2.1 High Resolution Cα-Cα Distance Dependent Force Field
The energy function used in this formulation is a high resolution Cα-Cα distance dependent force field generated using a linear optimization formulation (Rajgaria et al., 2006). The force field is denoted as high resolution because it has been trained on a large set of high resolution decoys (small RMSDs with respect to the native) and it was generated by requiring that the native structure always has a lower energy value than the similar non-native structures. This type of training ensures that the force field will assign a contact energy that would result in a lower energy configuration.
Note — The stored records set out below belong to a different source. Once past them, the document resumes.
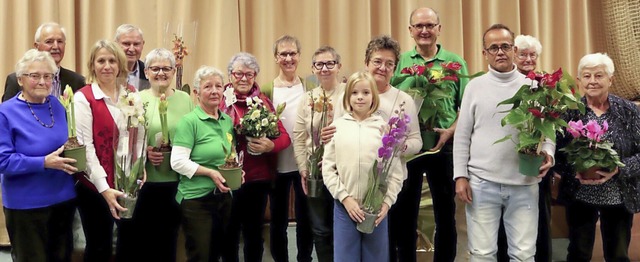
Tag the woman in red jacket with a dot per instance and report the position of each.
(249, 202)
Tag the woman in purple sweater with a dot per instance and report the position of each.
(37, 187)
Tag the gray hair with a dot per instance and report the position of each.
(526, 41)
(127, 28)
(245, 59)
(204, 72)
(596, 59)
(159, 54)
(33, 55)
(45, 26)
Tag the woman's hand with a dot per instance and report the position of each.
(353, 208)
(383, 213)
(55, 161)
(111, 196)
(156, 158)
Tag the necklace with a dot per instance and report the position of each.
(53, 121)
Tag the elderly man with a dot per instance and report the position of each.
(486, 173)
(131, 40)
(424, 27)
(50, 37)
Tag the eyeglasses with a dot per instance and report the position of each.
(240, 75)
(329, 64)
(284, 55)
(421, 27)
(378, 63)
(36, 77)
(156, 70)
(524, 56)
(495, 48)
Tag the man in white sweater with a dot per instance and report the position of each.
(486, 174)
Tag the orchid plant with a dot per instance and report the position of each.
(536, 110)
(588, 149)
(392, 144)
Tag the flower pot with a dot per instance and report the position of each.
(165, 166)
(429, 139)
(314, 187)
(530, 164)
(80, 155)
(232, 176)
(368, 224)
(129, 203)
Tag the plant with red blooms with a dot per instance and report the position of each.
(429, 84)
(537, 108)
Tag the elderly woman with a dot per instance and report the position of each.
(37, 186)
(198, 143)
(97, 202)
(615, 196)
(326, 66)
(288, 88)
(158, 237)
(250, 200)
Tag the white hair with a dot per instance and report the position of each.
(204, 72)
(33, 55)
(47, 25)
(594, 60)
(127, 28)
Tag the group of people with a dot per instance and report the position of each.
(508, 214)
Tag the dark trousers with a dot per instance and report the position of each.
(321, 216)
(156, 221)
(404, 214)
(543, 243)
(279, 204)
(205, 221)
(615, 226)
(41, 234)
(247, 215)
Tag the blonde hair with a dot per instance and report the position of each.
(351, 83)
(113, 48)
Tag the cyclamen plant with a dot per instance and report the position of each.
(392, 143)
(588, 149)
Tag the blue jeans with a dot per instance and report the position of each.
(518, 206)
(351, 245)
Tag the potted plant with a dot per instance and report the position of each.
(259, 121)
(588, 152)
(392, 144)
(73, 148)
(322, 105)
(535, 113)
(130, 155)
(429, 88)
(165, 144)
(231, 170)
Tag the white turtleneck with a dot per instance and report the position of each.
(474, 151)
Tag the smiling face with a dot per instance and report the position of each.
(595, 82)
(36, 90)
(210, 92)
(160, 73)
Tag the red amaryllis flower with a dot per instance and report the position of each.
(536, 112)
(452, 66)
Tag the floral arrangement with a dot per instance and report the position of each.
(130, 153)
(180, 52)
(588, 150)
(537, 108)
(430, 85)
(321, 104)
(259, 121)
(392, 144)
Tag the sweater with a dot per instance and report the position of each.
(479, 126)
(349, 157)
(24, 143)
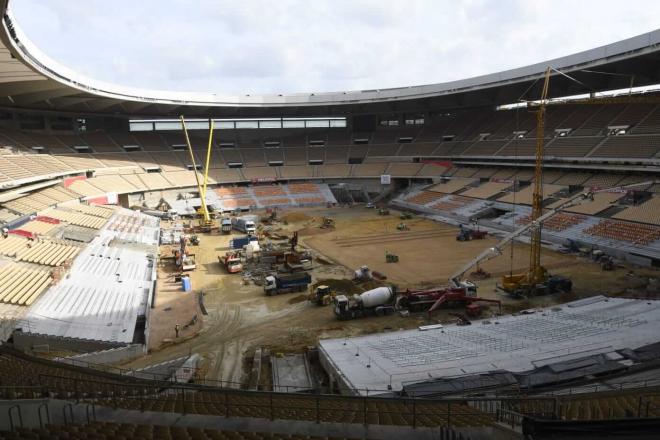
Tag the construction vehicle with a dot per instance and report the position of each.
(322, 295)
(246, 223)
(284, 283)
(363, 274)
(183, 259)
(467, 234)
(231, 262)
(327, 223)
(225, 225)
(377, 302)
(461, 320)
(240, 242)
(206, 224)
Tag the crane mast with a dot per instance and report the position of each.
(201, 185)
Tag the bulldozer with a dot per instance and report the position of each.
(327, 223)
(322, 295)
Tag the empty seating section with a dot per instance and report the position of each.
(650, 124)
(485, 148)
(295, 156)
(524, 196)
(226, 175)
(398, 169)
(557, 222)
(150, 141)
(230, 191)
(424, 197)
(253, 157)
(487, 190)
(111, 431)
(572, 178)
(369, 169)
(100, 142)
(571, 146)
(452, 202)
(385, 150)
(638, 234)
(451, 186)
(606, 180)
(632, 114)
(335, 170)
(181, 178)
(85, 189)
(76, 218)
(297, 172)
(336, 154)
(647, 212)
(80, 162)
(117, 160)
(598, 122)
(520, 147)
(22, 285)
(303, 188)
(418, 149)
(112, 183)
(431, 170)
(268, 191)
(628, 146)
(256, 173)
(600, 202)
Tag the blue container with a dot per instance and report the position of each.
(186, 284)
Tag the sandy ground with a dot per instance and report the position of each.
(241, 318)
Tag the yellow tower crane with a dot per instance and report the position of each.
(536, 278)
(205, 220)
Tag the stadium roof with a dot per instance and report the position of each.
(29, 80)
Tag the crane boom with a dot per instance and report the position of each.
(206, 216)
(497, 249)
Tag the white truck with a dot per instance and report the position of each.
(247, 224)
(379, 301)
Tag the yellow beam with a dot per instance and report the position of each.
(208, 157)
(205, 211)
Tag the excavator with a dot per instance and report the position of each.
(205, 223)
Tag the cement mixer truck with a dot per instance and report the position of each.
(375, 302)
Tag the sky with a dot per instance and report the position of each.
(285, 46)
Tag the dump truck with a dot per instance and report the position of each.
(285, 283)
(231, 262)
(239, 242)
(467, 234)
(225, 225)
(375, 302)
(322, 296)
(246, 223)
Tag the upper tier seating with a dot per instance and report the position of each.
(647, 212)
(628, 146)
(622, 231)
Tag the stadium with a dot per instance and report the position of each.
(471, 259)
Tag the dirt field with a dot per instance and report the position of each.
(241, 318)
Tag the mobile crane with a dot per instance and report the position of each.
(205, 222)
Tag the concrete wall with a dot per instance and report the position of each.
(106, 357)
(27, 341)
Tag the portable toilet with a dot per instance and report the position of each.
(186, 284)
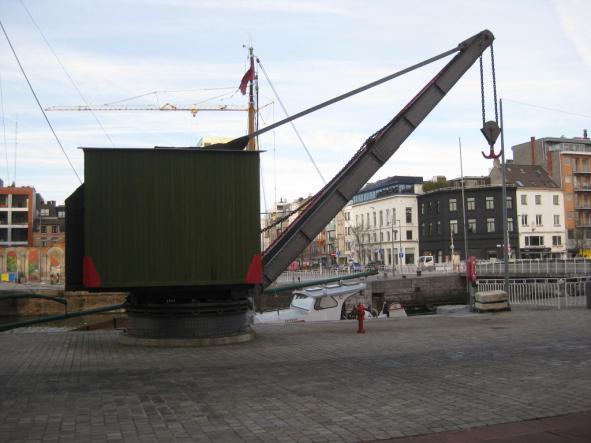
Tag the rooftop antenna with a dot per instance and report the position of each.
(15, 147)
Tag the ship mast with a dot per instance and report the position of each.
(251, 110)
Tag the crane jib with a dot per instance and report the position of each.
(377, 149)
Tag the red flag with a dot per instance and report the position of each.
(246, 78)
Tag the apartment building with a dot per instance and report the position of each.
(17, 215)
(540, 210)
(441, 220)
(50, 229)
(381, 222)
(568, 162)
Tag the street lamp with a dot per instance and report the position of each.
(400, 254)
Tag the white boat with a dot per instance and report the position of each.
(318, 303)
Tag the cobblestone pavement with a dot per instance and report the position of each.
(302, 382)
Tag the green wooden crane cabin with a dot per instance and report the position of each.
(178, 228)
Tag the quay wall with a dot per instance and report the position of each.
(77, 301)
(426, 292)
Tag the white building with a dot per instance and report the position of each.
(381, 223)
(540, 211)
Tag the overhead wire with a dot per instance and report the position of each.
(66, 72)
(547, 108)
(38, 102)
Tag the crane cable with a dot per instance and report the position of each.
(66, 71)
(4, 130)
(291, 122)
(39, 103)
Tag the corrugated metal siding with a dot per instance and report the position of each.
(171, 217)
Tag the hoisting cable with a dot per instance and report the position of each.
(291, 122)
(66, 72)
(490, 129)
(39, 103)
(240, 142)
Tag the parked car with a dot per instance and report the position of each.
(374, 265)
(355, 267)
(426, 263)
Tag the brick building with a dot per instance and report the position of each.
(568, 161)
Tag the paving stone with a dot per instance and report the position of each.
(308, 382)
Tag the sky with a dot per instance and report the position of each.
(193, 52)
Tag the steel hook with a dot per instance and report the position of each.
(492, 154)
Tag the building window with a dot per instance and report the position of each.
(453, 226)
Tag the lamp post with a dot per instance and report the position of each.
(400, 255)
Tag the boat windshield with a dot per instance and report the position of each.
(302, 301)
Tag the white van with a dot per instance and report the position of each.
(426, 263)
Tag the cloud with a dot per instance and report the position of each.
(575, 16)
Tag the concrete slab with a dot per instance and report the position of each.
(302, 382)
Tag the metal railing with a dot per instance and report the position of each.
(575, 266)
(298, 276)
(552, 292)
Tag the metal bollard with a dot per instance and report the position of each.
(360, 317)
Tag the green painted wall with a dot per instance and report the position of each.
(171, 217)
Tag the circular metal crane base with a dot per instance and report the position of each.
(220, 317)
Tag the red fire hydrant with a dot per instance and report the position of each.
(360, 317)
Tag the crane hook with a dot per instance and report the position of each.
(491, 132)
(491, 154)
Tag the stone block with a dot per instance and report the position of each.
(491, 296)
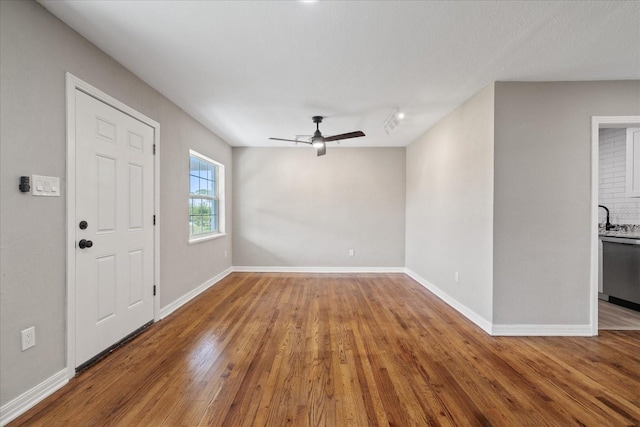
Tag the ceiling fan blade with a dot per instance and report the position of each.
(291, 140)
(344, 136)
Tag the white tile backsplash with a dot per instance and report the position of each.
(612, 179)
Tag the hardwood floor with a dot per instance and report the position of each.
(340, 350)
(615, 317)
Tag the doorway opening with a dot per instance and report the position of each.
(605, 315)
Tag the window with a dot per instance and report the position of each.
(206, 197)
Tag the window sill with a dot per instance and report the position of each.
(200, 239)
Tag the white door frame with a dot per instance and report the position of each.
(598, 122)
(72, 84)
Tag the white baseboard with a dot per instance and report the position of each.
(27, 400)
(170, 308)
(542, 330)
(484, 324)
(269, 269)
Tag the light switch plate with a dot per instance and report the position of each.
(45, 186)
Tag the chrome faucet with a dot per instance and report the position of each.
(608, 226)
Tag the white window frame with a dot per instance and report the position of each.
(220, 191)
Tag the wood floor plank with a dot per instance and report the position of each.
(345, 349)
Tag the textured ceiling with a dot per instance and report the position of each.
(249, 70)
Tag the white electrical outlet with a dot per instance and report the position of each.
(28, 338)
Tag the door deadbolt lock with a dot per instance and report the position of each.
(85, 244)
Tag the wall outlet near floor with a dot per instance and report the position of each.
(28, 338)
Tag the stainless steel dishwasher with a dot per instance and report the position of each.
(621, 270)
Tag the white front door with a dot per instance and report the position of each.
(114, 225)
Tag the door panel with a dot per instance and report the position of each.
(114, 194)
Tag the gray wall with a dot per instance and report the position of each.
(36, 50)
(543, 196)
(292, 208)
(450, 204)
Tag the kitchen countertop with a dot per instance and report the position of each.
(625, 231)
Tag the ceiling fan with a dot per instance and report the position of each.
(319, 141)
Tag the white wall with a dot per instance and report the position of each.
(613, 179)
(294, 209)
(36, 50)
(542, 211)
(450, 204)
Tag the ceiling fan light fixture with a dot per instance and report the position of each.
(318, 142)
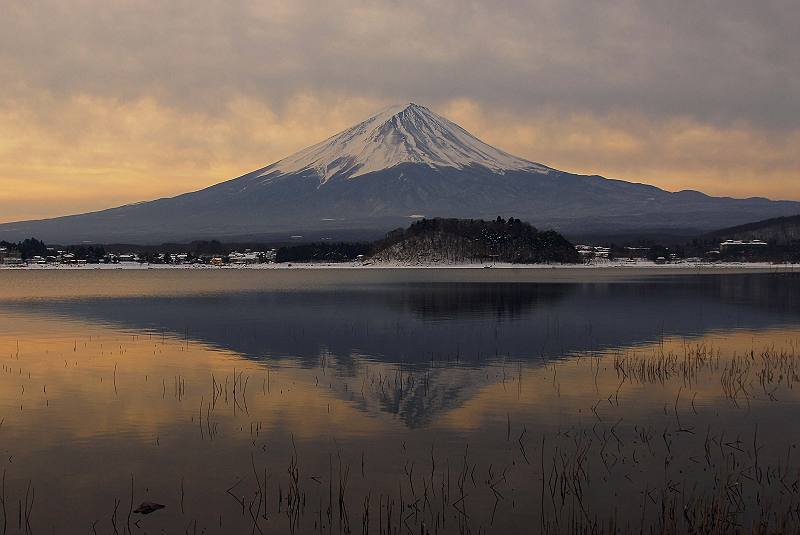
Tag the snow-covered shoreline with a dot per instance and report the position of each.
(643, 266)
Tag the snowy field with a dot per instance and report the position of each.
(640, 266)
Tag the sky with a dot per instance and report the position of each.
(107, 103)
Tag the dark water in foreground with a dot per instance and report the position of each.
(265, 402)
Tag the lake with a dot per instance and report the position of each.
(398, 401)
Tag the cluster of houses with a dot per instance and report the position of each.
(591, 252)
(728, 249)
(11, 257)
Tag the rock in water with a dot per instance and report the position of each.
(145, 508)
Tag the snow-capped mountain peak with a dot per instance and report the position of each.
(408, 133)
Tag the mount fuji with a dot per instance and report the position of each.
(403, 163)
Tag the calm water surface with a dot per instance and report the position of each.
(394, 402)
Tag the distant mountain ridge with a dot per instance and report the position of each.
(401, 164)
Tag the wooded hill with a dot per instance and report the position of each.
(455, 241)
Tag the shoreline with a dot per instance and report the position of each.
(605, 270)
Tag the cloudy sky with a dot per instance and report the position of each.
(104, 103)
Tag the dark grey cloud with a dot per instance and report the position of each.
(716, 60)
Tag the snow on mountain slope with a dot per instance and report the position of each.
(397, 135)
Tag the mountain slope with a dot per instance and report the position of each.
(400, 164)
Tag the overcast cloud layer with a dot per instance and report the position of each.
(103, 103)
The Cα-Cα high resolution force field (HRFF) is a distance dependent force field and the energy corresponding to an interaction between two residues depends on the “contact” distance between the two Cα atoms. A contact exists when the Cα carbons of two amino acids are within 3 and 9 Å of each other. This contact distance range is divided into 8 bins. Hence, the energy of each interaction is a function of the Cα-Cα distances and the identity of the interacting amino acids. For 20 naturally occurring amino acids, there are 210 amino acid combinations and for 8 distance bins there are 1680 energy parameters. In this model these energy parameters are denoted as Ei,j,b, where i and j are the interacting amino acids and b is the contact distance. The Cα-Cα HRFF is then simply used as a lookup table and the interaction energy between any two amino acids of given identities and distance is a parameter. For more detailed information on force field generation, readers are referred to the original work (Rajgaria et al., 2006).
2.2 Model Formulation
2.2.1 Nomenclature
The following gives a listing of the sets, parameters and binary variables used in this model.
Sets
i, j: set of residue positions
r, s: set of strands
p, q: set of helices
si, sj: set of strand positions
hi, hj: set of helical positions
b: set of distance bins
Parameters
Ei,j,b: energy value for contact between residues i,k in distance bin b
HP (si): hydrophobicity value of strand residue si
N umHP (r): number of hydrophobic residues in strand sr
lenr: length of strand sr
Binary Variables
wi,j,b: contact between residue pair (i, j) in distance bin b
yci,j: contact between residue pair (i, j) in bin 1–8
ysr,s: contact between strand sr and strand ss
ysAPr,s: anti-parallel contact between strand sr and strand ss
ysPr,s: parallel contact between strand sr and strand ss
yhp,q: contact between helix hp and helix hq
A binary variable, wi,j,b is defined for each residue pair and this variable is active only when the pair (i, j) forms a residue contact in the given distance bin b. Although, the definition of a contact is method dependent, in a broad sense a contact is said to exist between a pair of residues/atoms when the spatial distance is below a certain threshold. The definition of a contact can be based on the distance between two Cα atoms, or between two Cβ atoms or may be a combination of both (Fariselli et al., 2001b).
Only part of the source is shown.